(写真は、「スーパーアークス千代台店」と人見通側外壁に描かれた「函館浪漫散歩」)

 ーー函館エリアの市場の特徴は。

 今野 道南地区では、7月盆の新盆地域、8月盆の旧盆地域があり、地域によって盆のお墓参りの時期が異なります。また七夕には子どもたちが家々を回ってお菓子を貰うなど、地域に根付いた風習があります。当社は道南地区に本部があり、地元のことをよく分かっている社員が運営しているので、地域に密着した営業をできることが一番の強みだと思います。

 ーー少子高齢化、人口減少で地方の食品スーパー運営は厳しくなっています。

 今野 函館市は、毎年約3000人ずつ人口が減り、2021年には25万人を割りました。当社が店舗を運営している森町、八雲町、長万部町、江差町、松前町、木古内町などはさらに人口減少が深刻です。そうした地域では、熟練したパートさんが辞めてしまうと代わりになる人を見つけることが難しい。そのため、専門的な技能が必要な商品は、センターから供給できるように進めてきました。熟練した技能を持った人がいなくても、郡部の店が存続できるようにしていきます。
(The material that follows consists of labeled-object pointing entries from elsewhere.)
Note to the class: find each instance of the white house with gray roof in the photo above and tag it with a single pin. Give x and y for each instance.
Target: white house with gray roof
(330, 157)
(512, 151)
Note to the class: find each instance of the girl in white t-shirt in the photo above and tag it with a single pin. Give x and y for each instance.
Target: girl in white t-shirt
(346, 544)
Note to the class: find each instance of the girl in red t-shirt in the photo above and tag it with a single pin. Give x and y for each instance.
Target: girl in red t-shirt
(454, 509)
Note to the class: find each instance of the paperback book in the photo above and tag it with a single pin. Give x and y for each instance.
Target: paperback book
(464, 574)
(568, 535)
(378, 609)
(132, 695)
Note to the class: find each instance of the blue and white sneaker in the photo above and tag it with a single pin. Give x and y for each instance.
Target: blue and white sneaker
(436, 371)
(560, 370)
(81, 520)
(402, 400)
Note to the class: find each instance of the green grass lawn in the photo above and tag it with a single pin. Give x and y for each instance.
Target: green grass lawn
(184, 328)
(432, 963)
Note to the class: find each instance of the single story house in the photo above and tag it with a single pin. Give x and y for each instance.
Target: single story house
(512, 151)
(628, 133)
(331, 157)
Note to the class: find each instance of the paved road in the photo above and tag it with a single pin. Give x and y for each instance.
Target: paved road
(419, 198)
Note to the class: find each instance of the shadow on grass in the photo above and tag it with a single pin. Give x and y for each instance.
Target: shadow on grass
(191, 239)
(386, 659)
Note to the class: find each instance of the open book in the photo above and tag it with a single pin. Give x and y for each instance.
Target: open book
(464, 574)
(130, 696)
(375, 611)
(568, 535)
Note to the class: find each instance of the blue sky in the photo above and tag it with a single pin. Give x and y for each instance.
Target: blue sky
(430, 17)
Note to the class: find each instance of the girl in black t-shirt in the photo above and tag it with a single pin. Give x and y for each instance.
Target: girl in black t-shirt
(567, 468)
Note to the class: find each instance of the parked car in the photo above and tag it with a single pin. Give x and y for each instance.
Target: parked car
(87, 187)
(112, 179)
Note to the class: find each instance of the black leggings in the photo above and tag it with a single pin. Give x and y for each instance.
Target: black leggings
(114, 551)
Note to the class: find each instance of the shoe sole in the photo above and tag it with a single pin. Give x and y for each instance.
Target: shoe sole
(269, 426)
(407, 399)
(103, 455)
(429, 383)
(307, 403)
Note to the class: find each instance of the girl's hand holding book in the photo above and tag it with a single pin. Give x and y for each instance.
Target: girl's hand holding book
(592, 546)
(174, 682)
 地域の人口が5000人を割ると食品スーパーは成り立たないと言われていますが、地域のライフラインを守ることは当社の使命です。生鮮センターを活用することにより、地域の人口が5000人以下になっても店舗を続けていけるようになればと考えております。

 ーー競合店の状況はいかがですか。

 今野 道南地区の食品の市場規模は、約900億円と推測しております。当社の売上高は約255億円なのでシェアは約28%です。これを30%まで高めたい。私たちアークスグループは北海道を代表する企業ですから、道産品など地域の生産者のお手伝いをする取り組みを、もっとやっていきたいと思っています。

 厚沢部町のメークインや森町のかぼちゃなど、地元の良い食材をしっかりと紹介して売っていきたい。生産者さんにも、だんだんと道南ラルズを認知していただけるようになってきましたから。

 ーー業績について教えてください。

 今野 当社がスタートした2004年度の売上高は、約140億円でしたが、2021年度は約255億円となり、約1・8倍の売り上げになりました。売上高経常利益率は3%を維持しています。2022年度も増収の計画を立てており、達成に向けて邁進しているところです、また、2023年度についても引き続き売り上げの拡大を実現していきたいと考えております。

 ーー最後に、座右の銘などを教えてください。

 今野 座右の銘は、史記にある「桃李もの言わざれども、下自ら蹊を成す」(桃やすももは何も言わないが、花や実を慕って多くの人が集まり自然と道ができることの意で、徳のある人のところには自然と人が集まることの例え)です。このような人間になりたいと思っており、道南ラルズもこのような企業になれたらいいなと思っております。学生時代に十八史略を読んでいる時に見つけた言葉です。以来、40年以上、この言葉を座右の銘にしてきました。会社のスローガンは、「明るく、元気に、前向きに‼」です。2023年は道南ラルズ創業20年目になります。元気にいきますよ。

 ーー道南ラルズの元気さが伝わってくるインタビューになりました。ありがとうございました。